JAN WOOLF finds out where she came from and where she’s going amid Pete Townsend’s tribute to 1970s youth culture
The Boot
Hen and Chickens Theatre
London N1
THE CAMDEN Fringe Festival is a binge of new writing and performance — some experimental, some youthful and energetic, most produced on a shoestring.
But it certainly brings a summer buzz to an otherwise sleepy, washed-out London stumbling into Autumn.
At the heart of The Boot, a new 45-minute piece by former journalist Peter Briffa, who’s seen two earlier works play to some acclaim in previous festivals, is an arresting idea.
What happens when a man offers another man money to sleep with his wife?
Not a novel premise, except that this offer is made in an Ikea car park by an average sort of bloke and not by the type with unlimited money, and fetishes we’ve come to expect in such imbroglios.

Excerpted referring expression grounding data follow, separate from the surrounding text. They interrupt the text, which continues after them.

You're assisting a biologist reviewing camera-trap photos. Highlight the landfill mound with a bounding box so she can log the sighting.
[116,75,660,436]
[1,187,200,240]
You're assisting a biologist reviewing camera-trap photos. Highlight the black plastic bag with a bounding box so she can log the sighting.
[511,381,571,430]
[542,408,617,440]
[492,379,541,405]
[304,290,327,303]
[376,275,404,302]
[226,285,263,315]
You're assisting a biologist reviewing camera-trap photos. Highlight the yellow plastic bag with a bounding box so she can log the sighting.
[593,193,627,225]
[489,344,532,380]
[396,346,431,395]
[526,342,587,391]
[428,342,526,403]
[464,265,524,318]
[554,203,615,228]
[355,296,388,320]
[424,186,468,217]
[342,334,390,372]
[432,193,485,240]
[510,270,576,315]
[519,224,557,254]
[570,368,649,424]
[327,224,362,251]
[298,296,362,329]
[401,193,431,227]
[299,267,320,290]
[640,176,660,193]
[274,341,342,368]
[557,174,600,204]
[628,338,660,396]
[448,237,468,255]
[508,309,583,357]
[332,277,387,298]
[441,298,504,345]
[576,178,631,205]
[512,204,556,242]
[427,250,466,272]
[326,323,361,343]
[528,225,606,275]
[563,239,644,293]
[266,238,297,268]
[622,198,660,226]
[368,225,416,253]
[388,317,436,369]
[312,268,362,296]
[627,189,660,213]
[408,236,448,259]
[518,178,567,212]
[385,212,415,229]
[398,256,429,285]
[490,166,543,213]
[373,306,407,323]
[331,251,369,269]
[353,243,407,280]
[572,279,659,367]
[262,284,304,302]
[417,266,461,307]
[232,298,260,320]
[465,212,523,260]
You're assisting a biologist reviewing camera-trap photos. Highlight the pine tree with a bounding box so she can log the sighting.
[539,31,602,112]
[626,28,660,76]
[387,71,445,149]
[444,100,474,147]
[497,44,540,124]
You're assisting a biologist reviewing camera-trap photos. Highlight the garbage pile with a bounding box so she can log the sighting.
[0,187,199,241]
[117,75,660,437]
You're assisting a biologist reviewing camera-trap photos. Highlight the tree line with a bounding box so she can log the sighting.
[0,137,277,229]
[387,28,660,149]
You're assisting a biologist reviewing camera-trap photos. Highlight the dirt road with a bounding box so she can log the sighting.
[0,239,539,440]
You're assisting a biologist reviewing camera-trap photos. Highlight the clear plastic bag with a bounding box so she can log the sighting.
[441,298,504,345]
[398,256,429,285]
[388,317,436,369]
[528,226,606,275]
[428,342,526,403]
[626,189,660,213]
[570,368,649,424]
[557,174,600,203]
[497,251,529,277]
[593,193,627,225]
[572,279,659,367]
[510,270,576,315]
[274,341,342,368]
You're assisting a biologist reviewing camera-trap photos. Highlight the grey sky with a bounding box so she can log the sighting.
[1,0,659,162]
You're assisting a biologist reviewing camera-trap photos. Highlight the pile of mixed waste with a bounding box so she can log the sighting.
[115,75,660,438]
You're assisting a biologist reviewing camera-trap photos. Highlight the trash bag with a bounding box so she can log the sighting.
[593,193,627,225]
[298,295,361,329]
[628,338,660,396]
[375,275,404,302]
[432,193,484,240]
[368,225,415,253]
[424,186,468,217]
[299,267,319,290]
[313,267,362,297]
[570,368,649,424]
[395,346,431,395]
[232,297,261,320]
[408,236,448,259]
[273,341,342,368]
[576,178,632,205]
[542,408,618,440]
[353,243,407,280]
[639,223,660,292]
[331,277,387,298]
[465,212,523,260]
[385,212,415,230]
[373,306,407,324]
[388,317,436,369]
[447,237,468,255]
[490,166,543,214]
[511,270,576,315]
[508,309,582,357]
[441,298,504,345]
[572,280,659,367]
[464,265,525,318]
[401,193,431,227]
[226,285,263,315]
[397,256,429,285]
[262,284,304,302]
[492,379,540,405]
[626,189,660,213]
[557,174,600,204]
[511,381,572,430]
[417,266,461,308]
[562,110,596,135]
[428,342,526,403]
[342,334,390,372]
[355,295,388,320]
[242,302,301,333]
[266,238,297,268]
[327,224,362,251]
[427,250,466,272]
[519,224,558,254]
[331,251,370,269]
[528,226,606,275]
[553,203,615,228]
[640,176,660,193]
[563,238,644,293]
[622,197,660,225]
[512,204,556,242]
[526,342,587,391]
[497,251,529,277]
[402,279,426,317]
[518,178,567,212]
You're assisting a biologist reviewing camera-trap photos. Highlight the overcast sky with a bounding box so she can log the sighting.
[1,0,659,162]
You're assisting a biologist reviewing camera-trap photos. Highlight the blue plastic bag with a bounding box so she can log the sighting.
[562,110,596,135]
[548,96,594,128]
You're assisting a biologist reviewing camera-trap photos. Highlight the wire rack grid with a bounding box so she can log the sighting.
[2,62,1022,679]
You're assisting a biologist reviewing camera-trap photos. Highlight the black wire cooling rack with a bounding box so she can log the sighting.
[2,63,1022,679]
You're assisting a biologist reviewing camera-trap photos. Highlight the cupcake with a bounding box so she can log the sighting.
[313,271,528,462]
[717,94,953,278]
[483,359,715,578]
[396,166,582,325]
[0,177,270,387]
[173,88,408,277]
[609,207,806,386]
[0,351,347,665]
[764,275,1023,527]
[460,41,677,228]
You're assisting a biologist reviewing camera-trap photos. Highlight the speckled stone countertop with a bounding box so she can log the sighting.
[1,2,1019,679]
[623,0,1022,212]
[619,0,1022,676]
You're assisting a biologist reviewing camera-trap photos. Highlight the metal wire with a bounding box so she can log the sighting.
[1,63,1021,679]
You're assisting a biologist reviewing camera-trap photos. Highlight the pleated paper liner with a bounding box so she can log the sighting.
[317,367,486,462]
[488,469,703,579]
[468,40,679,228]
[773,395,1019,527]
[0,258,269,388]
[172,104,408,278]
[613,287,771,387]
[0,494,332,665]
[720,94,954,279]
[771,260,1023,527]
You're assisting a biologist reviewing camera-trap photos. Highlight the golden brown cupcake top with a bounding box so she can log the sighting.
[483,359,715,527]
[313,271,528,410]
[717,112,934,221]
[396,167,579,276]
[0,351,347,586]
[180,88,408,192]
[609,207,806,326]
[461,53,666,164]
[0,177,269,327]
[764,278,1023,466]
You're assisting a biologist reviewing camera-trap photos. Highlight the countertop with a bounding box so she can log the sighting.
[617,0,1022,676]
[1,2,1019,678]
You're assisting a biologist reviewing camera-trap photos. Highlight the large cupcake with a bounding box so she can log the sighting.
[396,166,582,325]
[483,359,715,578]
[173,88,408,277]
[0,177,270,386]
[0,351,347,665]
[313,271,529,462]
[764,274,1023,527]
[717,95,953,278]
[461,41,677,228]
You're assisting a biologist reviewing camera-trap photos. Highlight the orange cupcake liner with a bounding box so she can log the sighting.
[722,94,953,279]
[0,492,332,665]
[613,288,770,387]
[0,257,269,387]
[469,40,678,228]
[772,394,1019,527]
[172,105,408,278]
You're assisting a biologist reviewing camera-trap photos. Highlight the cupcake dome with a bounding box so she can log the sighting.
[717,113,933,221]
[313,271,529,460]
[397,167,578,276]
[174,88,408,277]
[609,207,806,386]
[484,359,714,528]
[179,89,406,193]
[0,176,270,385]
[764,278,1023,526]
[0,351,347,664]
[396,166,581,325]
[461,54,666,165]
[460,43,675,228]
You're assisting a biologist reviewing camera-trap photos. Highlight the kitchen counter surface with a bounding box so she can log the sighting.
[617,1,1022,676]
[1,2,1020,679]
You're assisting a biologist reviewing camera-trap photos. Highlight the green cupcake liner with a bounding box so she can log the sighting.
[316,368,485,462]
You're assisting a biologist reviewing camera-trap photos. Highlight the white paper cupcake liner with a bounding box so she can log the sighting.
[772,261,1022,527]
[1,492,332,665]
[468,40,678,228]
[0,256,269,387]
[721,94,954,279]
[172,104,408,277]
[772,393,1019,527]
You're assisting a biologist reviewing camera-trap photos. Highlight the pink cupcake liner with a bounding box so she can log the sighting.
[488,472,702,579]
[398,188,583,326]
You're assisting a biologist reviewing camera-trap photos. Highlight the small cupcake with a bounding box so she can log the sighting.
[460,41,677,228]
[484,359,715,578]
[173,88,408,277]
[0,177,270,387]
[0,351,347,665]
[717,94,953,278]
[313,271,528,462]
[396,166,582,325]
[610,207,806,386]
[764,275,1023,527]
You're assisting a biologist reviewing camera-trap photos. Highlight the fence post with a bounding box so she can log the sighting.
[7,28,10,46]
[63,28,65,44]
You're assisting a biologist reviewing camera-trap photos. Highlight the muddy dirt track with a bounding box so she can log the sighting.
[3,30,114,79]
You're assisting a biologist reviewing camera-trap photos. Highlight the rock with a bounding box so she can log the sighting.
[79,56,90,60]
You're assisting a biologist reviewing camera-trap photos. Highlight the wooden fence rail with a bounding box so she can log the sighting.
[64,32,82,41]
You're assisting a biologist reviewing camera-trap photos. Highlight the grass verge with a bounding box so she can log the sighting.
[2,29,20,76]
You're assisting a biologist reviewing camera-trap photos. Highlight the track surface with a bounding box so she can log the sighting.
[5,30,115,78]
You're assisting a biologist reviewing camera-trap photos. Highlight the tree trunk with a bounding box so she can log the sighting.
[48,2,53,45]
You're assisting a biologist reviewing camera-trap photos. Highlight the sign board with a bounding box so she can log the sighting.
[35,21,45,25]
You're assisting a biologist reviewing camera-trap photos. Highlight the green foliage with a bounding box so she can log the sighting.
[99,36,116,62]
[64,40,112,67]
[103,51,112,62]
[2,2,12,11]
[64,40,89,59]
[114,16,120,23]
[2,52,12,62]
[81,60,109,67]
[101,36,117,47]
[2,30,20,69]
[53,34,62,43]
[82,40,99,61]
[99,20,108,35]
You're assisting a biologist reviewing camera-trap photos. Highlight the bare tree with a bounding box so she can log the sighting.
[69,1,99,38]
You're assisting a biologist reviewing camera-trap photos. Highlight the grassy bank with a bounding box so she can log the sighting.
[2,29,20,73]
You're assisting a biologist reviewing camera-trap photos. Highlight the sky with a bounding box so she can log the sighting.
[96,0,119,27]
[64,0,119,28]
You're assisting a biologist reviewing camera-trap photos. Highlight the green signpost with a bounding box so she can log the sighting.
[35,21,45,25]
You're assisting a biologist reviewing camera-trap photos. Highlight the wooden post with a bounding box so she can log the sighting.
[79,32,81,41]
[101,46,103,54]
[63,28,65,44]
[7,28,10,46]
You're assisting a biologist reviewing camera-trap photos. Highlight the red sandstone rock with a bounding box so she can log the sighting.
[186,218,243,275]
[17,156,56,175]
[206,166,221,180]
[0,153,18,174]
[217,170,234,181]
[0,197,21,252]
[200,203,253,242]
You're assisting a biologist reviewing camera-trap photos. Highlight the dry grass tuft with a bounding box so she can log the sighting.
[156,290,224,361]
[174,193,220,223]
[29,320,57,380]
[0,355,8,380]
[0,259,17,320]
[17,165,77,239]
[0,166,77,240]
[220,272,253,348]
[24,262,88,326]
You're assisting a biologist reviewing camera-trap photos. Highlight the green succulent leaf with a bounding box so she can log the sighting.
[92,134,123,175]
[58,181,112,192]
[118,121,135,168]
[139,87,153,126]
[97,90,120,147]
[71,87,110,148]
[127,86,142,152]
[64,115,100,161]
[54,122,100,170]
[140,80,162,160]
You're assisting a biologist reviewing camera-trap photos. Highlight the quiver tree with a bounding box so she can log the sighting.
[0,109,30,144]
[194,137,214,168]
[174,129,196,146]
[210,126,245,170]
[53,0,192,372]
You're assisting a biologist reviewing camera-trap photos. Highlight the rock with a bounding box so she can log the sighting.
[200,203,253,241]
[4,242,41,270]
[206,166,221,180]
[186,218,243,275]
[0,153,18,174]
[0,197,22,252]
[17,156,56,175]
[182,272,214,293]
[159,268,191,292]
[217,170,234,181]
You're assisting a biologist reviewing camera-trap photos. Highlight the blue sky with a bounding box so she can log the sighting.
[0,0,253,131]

Of course man two takes up the offer, in that he sleeps with her — she’s a previous lover it turns out — but he doesn’t accept the money. He’s married and does, ironically, have some scruples.
Meanwhile, the poor woman — well, you can imagine what it’s like for her in this blatant male fantasy of woman as man’s plaything. It can’t turn out well and, by the end, I wasn’t sure if I should laugh or cry.
The playwright has a way with words and the jokes go down well with a packed audience. If you like this sort of thing, it’s an easy way to pass the time, and Fiona McKinnon’s light and witty performance charms, distracting us from the inaudibility of one of the actors and the barely evident direction.
But at a time when gender stereotypes are more fluid than they have ever been, should the theatre really be stuck in this bygone age of male complacency?